Enfin, le Conseil rappelle, comme il l’a déjà fait à plusieurs reprises, notamment dans son avis n° 2015-06 du 6 mai 2015 relatif au projet de modification du tableau national de répartition des bandes de fréquences, que la date, très proche, du 5 avril 2016 impose des contraintes très fortes aux acteurs de la TNT. 

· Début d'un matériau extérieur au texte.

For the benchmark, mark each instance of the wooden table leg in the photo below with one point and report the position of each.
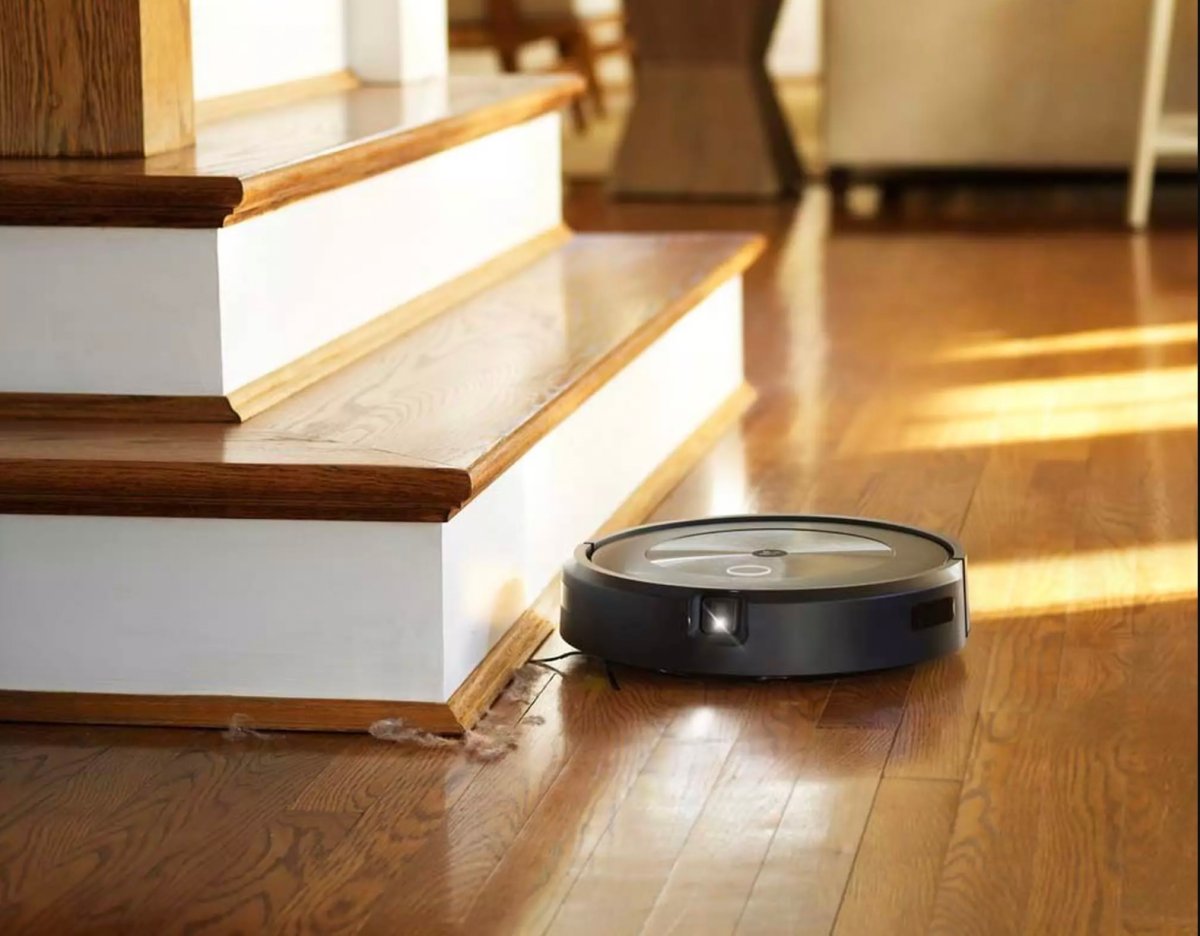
(706, 121)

Dans un communiqué de presse en date du 15 septembre 2015, la Commission de la culture, de l’éducation et de la communication du Sénat indique que « les conclusions du rapport de l’inspection générale des finances (IGF) communiquées aux rapporteurs des deux assemblées reconnaissant l’existence d’un préjudice des opérateurs techniques de diffusion, le Gouvernement a fait part de son intention de rechercher une solution transactionnelle avec les sociétés concernées dans les semaines à venir, le coût de ces conventions ayant vocation à être inscrit dans la loi de finances pour 2016 ». Le Conseil estime qu’il est effectivement essentiel qu’une solution puisse être trouvée au plus tôt avec l’ensemble des parties pour lesquelles un préjudice a été identifié, afin que la migration vers la norme MPEG-4 prévue le 5 avril 2016, ainsi que les autres opérations programmées à cette date (notamment les réaménagements de fréquences en Ile-de-France) puissent se dérouler dans les meilleures conditions. A cet égard, le Conseil relève que la commission de modernisation de la diffusion audiovisuelle (CMDA) continuera de suivre cette question avec attention, et qu’elle « se réunira le 4 novembre 2015 afin d’examiner les conditions d’avancement de l’arrêt du MPEG2 envisagé pour le 5 avril 2016 ».

De la même manière, le Conseil sera particulièrement vigilant quant à l’avancée de ces négociations entre le Gouvernement et les opérateurs techniques de diffusion. 

Le présent avis sera publié au Journal officiel de la République française.   

 

Fait à Paris, le 30 septembre 2015.
Pour le Conseil supérieur de l'audiovisuel : 
Le président,
O. Schrameck

 

(1) La profondeur est le nombre d’heures ou de jours pour lesquels une description est disponible.

(2) La richesse caractérise une description détaillée, notamment concernant la description des flux additionnels (accessibilité, flux audio supplémentaires, etc.).

(3) La précision concerne à la fois la description des programmes et les horaires de leur diffusion.